The presenter, Imogen Deaven, is looking at the camera with a look of such exquisite Britishness that a honk of laughter bursts out of me involuntarily, one of the first times I’ve laughed since everything went so spectacularly to shit. Imogen’s expression somehow manages to convey to the audience, without uttering a word, “I am absolutely mortified, I want to die. I think I should maybe apologize for this if only to make things less awkward? There are too many openly expressed emotions here, I can’t cope.” Lilly is still looking at Imogen with a look of disgruntled expectation. Clearly Imogen is expected to apologize on behalf of an entire nation. To be fair, Imogen reported on the British ambassador dying a few weeks ago and I’ve heard nothing about a replacement, so maybe she’s the closest thing we have to an ambassador at the moment.
Imogen, God bless her, coughs and plows onward with questions she’s clearly prepared in advance. “Can I ask you about the policies the Swedish Home Affairs Office is implementing to prevent the internal spread of the disease?”
Lilly nods vigorously. “Yes. There is no movement of people internally within Sweden. We have divided the country into 162 zones. There is no movement outside of those zones. This will ensure that areas with no outbreaks, or which have been minimally affected, will remain safe.”

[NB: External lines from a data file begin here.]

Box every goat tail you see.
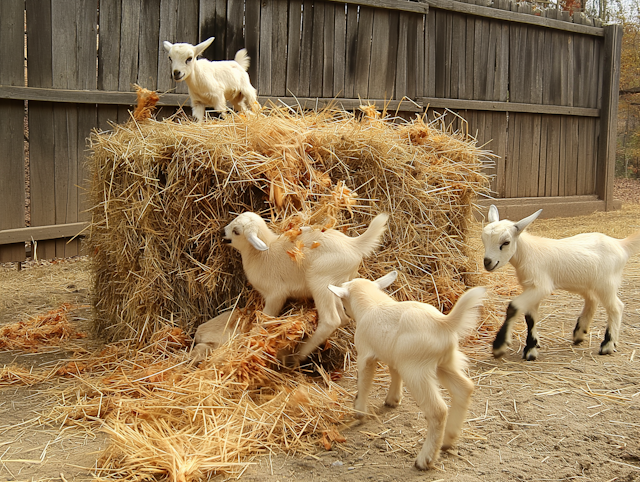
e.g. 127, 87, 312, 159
620, 229, 640, 257
234, 49, 250, 71
444, 287, 486, 338
352, 213, 390, 256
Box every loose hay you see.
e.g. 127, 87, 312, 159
0, 304, 86, 351
88, 106, 492, 344
47, 320, 355, 481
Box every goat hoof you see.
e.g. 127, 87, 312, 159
523, 348, 538, 361
599, 343, 616, 355
492, 346, 507, 358
414, 458, 433, 471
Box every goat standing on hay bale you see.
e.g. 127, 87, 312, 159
482, 204, 640, 360
328, 271, 485, 470
223, 212, 389, 364
163, 37, 259, 121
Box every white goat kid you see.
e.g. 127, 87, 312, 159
329, 271, 485, 470
223, 212, 389, 363
482, 204, 640, 360
191, 310, 241, 363
163, 37, 258, 121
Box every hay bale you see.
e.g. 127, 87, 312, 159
88, 107, 491, 344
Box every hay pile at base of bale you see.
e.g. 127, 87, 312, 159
88, 106, 491, 346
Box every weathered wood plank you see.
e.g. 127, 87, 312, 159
323, 2, 336, 98
212, 0, 227, 60
226, 0, 245, 59
426, 5, 436, 97
270, 0, 288, 97
424, 0, 602, 36
26, 0, 56, 248
464, 12, 475, 100
286, 0, 303, 95
138, 0, 161, 89
596, 25, 621, 209
118, 0, 142, 95
259, 0, 274, 95
333, 2, 347, 97
576, 116, 588, 195
344, 3, 358, 98
395, 13, 409, 99
434, 10, 446, 97
0, 0, 24, 243
537, 115, 549, 197
245, 0, 261, 90
51, 0, 82, 256
406, 13, 418, 98
450, 13, 465, 98
354, 6, 374, 98
158, 0, 179, 93
477, 196, 608, 220
309, 1, 326, 97
368, 9, 393, 99
415, 13, 426, 98
0, 222, 89, 245
546, 115, 561, 197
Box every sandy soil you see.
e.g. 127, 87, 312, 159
1, 197, 640, 482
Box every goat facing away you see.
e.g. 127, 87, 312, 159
163, 37, 258, 121
482, 204, 640, 361
223, 212, 389, 364
329, 271, 486, 470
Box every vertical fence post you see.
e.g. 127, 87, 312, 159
596, 24, 622, 210
0, 0, 26, 263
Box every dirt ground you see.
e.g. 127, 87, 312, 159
2, 182, 640, 481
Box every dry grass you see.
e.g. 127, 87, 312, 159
88, 106, 492, 344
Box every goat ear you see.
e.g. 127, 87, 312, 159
246, 232, 268, 251
163, 41, 173, 52
488, 204, 500, 223
328, 284, 348, 299
513, 209, 542, 233
374, 271, 398, 290
195, 37, 215, 56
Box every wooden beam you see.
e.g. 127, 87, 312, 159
0, 85, 190, 106
325, 0, 428, 14
596, 24, 623, 211
1, 85, 601, 117
0, 222, 89, 245
476, 195, 620, 221
419, 97, 600, 117
424, 0, 603, 36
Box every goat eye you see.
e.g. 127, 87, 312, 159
186, 56, 193, 63
500, 241, 510, 250
168, 56, 172, 62
232, 228, 240, 236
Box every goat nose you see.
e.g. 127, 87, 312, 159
173, 70, 180, 79
483, 258, 492, 270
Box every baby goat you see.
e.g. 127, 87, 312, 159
329, 271, 485, 470
223, 212, 389, 363
191, 310, 241, 363
163, 37, 258, 121
482, 204, 640, 360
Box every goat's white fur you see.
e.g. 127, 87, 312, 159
482, 204, 640, 360
329, 271, 485, 470
224, 212, 389, 362
190, 310, 241, 363
163, 37, 258, 121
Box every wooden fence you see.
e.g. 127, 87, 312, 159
0, 0, 622, 262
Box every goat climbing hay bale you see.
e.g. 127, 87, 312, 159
88, 106, 492, 345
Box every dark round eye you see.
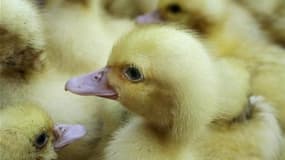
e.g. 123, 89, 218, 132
167, 3, 182, 14
124, 66, 143, 82
34, 132, 49, 149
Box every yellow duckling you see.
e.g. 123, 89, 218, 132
137, 0, 269, 45
0, 102, 86, 160
66, 26, 283, 160
137, 0, 285, 133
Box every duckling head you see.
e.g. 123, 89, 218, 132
137, 0, 228, 34
66, 25, 220, 129
0, 103, 86, 160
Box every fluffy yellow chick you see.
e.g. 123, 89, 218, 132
236, 0, 285, 46
0, 102, 87, 160
66, 26, 283, 160
137, 0, 285, 133
0, 1, 128, 160
41, 0, 134, 74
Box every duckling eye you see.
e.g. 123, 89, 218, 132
34, 132, 49, 149
124, 66, 143, 82
167, 3, 182, 14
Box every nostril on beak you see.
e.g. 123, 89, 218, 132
94, 75, 99, 80
93, 71, 104, 81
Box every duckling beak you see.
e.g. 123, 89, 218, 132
65, 67, 118, 100
136, 10, 163, 24
53, 124, 86, 150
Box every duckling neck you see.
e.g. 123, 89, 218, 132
143, 98, 212, 144
170, 100, 209, 143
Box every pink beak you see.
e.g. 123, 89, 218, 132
65, 67, 118, 100
53, 124, 86, 150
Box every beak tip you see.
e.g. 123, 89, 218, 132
64, 81, 69, 92
64, 79, 76, 92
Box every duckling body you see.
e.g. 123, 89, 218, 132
106, 102, 281, 160
66, 26, 283, 160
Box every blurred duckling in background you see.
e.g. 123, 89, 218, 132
104, 0, 158, 18
137, 0, 270, 45
0, 0, 46, 106
0, 0, 45, 79
66, 26, 283, 160
0, 0, 128, 160
41, 0, 135, 74
137, 0, 285, 133
0, 102, 86, 160
236, 0, 285, 47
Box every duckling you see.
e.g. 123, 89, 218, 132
0, 1, 128, 160
236, 0, 285, 47
41, 0, 134, 74
137, 0, 269, 45
0, 0, 45, 78
66, 26, 283, 160
0, 102, 86, 160
137, 0, 285, 133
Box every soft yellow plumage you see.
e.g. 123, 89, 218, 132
41, 0, 134, 74
0, 103, 57, 160
153, 0, 274, 55
0, 1, 128, 160
65, 25, 283, 160
138, 0, 285, 133
237, 0, 285, 46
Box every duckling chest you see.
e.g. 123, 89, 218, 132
105, 121, 196, 160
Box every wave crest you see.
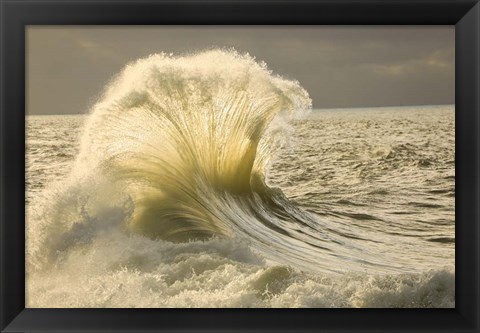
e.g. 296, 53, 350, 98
27, 49, 453, 280
75, 49, 311, 240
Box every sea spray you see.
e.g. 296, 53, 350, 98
26, 50, 455, 307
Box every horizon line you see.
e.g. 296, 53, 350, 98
26, 103, 455, 116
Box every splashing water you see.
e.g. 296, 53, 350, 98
26, 49, 454, 307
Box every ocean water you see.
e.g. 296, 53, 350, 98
26, 50, 454, 308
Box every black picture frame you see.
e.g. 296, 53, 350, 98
1, 0, 479, 332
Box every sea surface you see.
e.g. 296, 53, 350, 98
25, 50, 454, 308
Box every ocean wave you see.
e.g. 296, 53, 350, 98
27, 230, 454, 308
26, 49, 455, 308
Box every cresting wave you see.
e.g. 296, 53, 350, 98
27, 50, 454, 307
74, 49, 311, 241
29, 49, 327, 271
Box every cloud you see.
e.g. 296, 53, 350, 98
365, 48, 454, 77
77, 38, 124, 63
425, 48, 454, 68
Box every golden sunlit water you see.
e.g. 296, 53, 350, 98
26, 50, 454, 308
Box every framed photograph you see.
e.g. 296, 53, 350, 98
1, 0, 479, 332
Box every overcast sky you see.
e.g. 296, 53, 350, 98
27, 26, 454, 115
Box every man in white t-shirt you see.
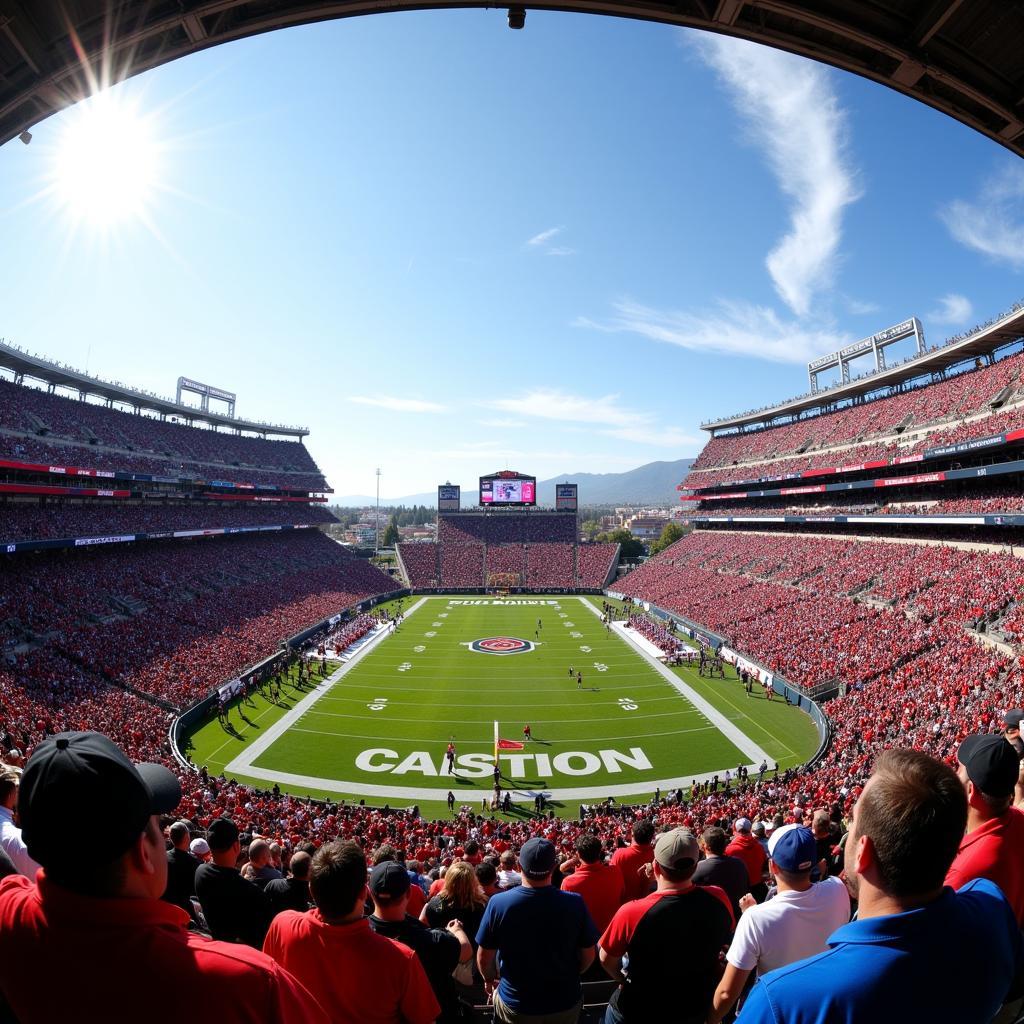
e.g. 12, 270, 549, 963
497, 850, 523, 890
708, 824, 850, 1023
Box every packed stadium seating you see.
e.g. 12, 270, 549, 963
399, 538, 618, 590
0, 377, 328, 491
616, 531, 1024, 687
576, 542, 619, 588
485, 543, 526, 582
1, 531, 395, 708
0, 500, 336, 542
690, 346, 1024, 475
437, 513, 577, 545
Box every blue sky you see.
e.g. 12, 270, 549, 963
2, 12, 1023, 499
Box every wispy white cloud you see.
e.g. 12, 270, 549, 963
929, 293, 973, 327
546, 246, 576, 257
577, 298, 847, 365
695, 36, 861, 317
349, 395, 445, 413
478, 417, 526, 428
487, 388, 700, 449
940, 165, 1024, 269
844, 296, 881, 316
527, 226, 563, 247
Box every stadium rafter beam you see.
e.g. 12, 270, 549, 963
0, 2, 1023, 156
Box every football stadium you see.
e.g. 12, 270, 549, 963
1, 4, 1024, 1024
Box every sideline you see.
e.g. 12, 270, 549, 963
223, 597, 428, 778
222, 595, 774, 803
579, 597, 772, 768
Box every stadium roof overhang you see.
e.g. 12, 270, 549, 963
1, 2, 1023, 155
0, 340, 309, 437
701, 302, 1024, 432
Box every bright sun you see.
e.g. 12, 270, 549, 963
52, 92, 160, 227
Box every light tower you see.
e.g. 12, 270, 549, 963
375, 467, 382, 556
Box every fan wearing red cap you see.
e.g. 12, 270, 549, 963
0, 731, 329, 1024
945, 733, 1024, 926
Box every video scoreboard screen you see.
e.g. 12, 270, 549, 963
479, 474, 536, 506
437, 484, 461, 512
555, 483, 578, 511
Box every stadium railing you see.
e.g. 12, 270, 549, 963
168, 587, 410, 772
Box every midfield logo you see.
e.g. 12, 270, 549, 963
465, 636, 536, 655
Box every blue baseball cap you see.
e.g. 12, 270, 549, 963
768, 824, 817, 873
519, 837, 557, 876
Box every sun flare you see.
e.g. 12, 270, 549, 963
52, 92, 161, 227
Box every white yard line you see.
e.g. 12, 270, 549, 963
223, 597, 429, 777
577, 597, 772, 769
222, 594, 774, 803
216, 763, 771, 802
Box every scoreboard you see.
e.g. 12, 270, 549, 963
555, 483, 578, 511
479, 471, 537, 506
437, 484, 461, 511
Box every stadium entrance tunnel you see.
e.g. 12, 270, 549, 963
3, 4, 1024, 160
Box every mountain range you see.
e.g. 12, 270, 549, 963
331, 458, 693, 509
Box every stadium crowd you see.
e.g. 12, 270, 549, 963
0, 498, 336, 543
1, 531, 395, 708
399, 537, 618, 590
690, 346, 1024, 474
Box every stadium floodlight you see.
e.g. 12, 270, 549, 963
19, 130, 31, 145
508, 6, 525, 29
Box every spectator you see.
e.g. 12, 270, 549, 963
367, 860, 471, 1024
560, 833, 625, 934
190, 837, 212, 863
600, 828, 734, 1024
162, 820, 200, 918
738, 749, 1021, 1024
194, 818, 273, 948
0, 731, 327, 1023
692, 826, 750, 922
422, 860, 487, 941
476, 837, 599, 1023
0, 765, 40, 878
810, 809, 836, 878
1005, 709, 1024, 759
374, 843, 426, 918
263, 840, 440, 1024
609, 820, 655, 902
497, 849, 523, 890
476, 860, 502, 898
726, 817, 768, 902
265, 851, 313, 916
246, 838, 283, 889
710, 825, 850, 1023
945, 734, 1024, 925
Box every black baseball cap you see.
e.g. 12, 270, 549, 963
19, 731, 181, 870
957, 734, 1019, 799
1004, 710, 1023, 730
519, 837, 557, 876
207, 817, 240, 852
369, 861, 411, 900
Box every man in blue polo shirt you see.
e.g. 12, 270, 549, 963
477, 836, 598, 1023
738, 748, 1021, 1024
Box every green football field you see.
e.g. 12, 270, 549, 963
187, 595, 819, 818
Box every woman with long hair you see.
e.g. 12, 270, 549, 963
420, 860, 488, 940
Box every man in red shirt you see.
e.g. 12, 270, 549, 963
610, 820, 656, 902
0, 731, 327, 1024
725, 817, 768, 902
263, 839, 440, 1024
600, 828, 733, 1023
946, 733, 1024, 925
561, 833, 625, 933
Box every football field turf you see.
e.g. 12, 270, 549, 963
188, 595, 819, 817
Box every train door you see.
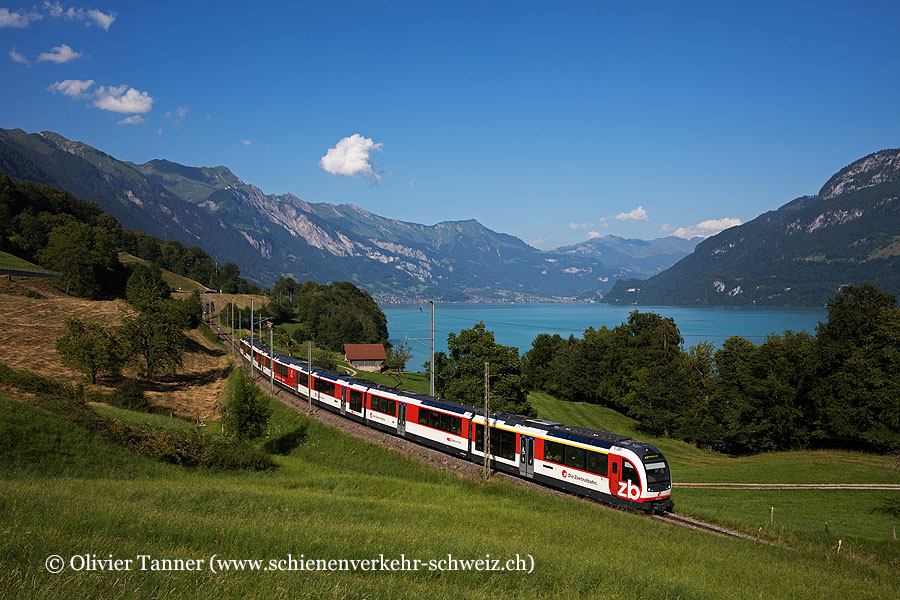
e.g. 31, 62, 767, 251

Imogen, brave woman that she is, responds to this by dragging Britain back into the line of fire. Rather her than me.
“Do you know how many British people have entered Sweden since the outbreak of the Plague?”
“We estimate around ninety thousand Brits and ten thousand other Europeans entered the country. Stockholm’s outbreak began on December 6, 2025. A few days later Gothenburg declared an emergency.”
“I have one final question,” Imogen says to Lilly. “You have talked so calmly and knowledgeably about these policies and the work of the Swedish Immigration Service and Home Affairs Office. How has the Plague affected you on a personal level? How are you?”
Lilly looks a bit stunned by the question. Her eyes are filling with tears. Oh no, Lilly, keep it together. I need you to be a beacon of angry determined hope in the middle of this shitshow.
“My dad and my brother are alive. It feels like a miracle to say that. I am from a small town called Kiruna, many miles away, so I cannot see them, but they are alive. When all of this is over, I’m going to move back home.”
“But until there is a cure for the Plague you can’t go home?”
Lilly nods. “And neither can you.”
At that, Imogen signs off from what must be the most bizarre workday of her life. I switch to another channel. It helps to hear voices, and think about other things, and learn facts and just not think about any of it here in the UK. Best to think about other, faraway places and take comfort in the fact that I’m not the only one who has lost the people closest to me. Show me I’m not alone. Show me I’m not the only one who’s destroyed.
I used to hate the news; why would I want to read about and watch misery? How things can change. Besides, the news is now more surreal than any film. It used to be politicians making speeches and footage of wars far, far away. Now it’s women wearing hazmat suits carrying bodies out of houses, lines of people waiting for food trucks to deliver food taken from less populated areas to their towns, factories working around the clock to produce medicines and soup and paper and all the other things we so desperately need and used to import.
“There has been an extraordinary direction of travel,” a nasally-sounding woman is saying, dressed in a remarkably smart suit but with no makeup on and scraggly hair. Can’t say I’d keep going to work to mangle someone’s hair into a helmet and paint lipstick on if my family was dying either. “The timing of outbreaks shows that the very earliest significant international outbreaks were borne of reversed immigrations that had existed for decades. Many of those who had immigrated to the UK from the Caribbean, the West Indies, Nigeria, Somalia, Ghana, Pakistan and India left in late November and early December, returning to their countries of origin, bringing the Plague with them.”